Nathaëlle Morissette Nathaëlle Morissette
La Presse

Marie-Eve Fournier Marie-Eve Fournier
La Presse

« Le volume [de ventes en ligne] qu’on a atteint pendant ce temps-là, on pensait l’atteindre dans trois, quatre ans, affirme sans détour Carl Pichette, vice-président marketing et solutions mobiles chez IGA. On parle de 10 fois ce qu’on avait auparavant. »

En l’espace de quelques semaines, au plus fort de la pandémie, les différentes enseignes ont fait un énorme bond vers l’avant, forcées d’investir d’importantes sommes d’argent – dépenses qu’elles avaient normalement inscrites au budget des prochaines années – et de revoir entièrement leur modèle d’affaires afin de maximiser leur service d’achats virtuels. Aucune entreprise n’a toutefois voulu révéler les montants investis.

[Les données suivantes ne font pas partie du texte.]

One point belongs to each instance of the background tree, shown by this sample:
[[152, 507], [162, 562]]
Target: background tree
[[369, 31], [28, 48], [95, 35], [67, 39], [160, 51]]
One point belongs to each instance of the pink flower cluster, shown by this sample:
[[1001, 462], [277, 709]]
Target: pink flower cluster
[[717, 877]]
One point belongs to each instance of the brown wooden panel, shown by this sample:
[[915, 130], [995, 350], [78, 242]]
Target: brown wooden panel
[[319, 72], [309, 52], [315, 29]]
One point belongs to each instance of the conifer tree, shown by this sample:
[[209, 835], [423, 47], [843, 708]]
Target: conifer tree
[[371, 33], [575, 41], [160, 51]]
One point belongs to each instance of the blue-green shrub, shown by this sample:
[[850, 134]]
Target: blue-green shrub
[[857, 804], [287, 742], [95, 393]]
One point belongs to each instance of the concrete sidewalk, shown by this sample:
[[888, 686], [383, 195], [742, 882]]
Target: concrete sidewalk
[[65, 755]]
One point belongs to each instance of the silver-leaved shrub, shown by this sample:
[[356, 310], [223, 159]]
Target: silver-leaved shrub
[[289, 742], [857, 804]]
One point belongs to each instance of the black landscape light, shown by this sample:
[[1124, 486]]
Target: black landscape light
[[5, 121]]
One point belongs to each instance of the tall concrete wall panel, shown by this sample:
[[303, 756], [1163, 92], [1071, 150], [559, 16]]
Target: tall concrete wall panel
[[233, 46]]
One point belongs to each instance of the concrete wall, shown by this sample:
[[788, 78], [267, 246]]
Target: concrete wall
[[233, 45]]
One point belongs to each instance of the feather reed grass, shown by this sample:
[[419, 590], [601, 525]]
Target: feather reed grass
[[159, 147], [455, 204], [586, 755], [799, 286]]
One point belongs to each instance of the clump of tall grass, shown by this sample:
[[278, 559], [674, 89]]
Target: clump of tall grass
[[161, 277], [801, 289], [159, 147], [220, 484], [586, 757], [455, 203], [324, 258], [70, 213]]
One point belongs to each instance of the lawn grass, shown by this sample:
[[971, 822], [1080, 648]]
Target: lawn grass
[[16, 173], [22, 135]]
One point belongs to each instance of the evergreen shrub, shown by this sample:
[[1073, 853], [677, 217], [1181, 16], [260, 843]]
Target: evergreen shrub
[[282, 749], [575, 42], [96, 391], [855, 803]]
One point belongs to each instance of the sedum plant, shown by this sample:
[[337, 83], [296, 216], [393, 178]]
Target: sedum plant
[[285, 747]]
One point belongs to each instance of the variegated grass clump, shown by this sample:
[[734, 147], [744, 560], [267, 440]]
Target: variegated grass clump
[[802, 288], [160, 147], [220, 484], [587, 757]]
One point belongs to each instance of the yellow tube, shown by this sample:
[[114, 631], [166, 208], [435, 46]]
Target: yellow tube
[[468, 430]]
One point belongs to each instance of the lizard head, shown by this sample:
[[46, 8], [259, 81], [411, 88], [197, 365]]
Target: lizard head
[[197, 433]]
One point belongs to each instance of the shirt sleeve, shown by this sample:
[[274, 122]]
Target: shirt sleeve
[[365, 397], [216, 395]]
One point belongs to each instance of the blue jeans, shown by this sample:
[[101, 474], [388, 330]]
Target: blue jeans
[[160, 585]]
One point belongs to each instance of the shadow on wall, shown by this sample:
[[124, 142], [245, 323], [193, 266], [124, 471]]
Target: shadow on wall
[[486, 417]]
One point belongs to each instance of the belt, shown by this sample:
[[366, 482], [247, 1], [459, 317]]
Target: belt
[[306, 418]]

Nouveaux concepts de magasins

Les ventes en ligne de Maxi étaient « marginales » avant la pandémie. Prise littéralement d’assaut par les internautes dès les premiers jours de la crise – avec 500 % d’augmentation du volume –, l’enseigne à bas prix n’a eu d’autre choix que d’engager plus de 500 personnes responsables du traitement des commandes et de la création de cinq « magasins satellites », fonctionnels dès la fin octobre, d’où partiront toutes les livraisons d’épicerie en ligne pour la grande région de Montréal, explique Johanne Héroux, directrice principale, affaires corporatives et communications de Loblaw (Maxi, Provigo).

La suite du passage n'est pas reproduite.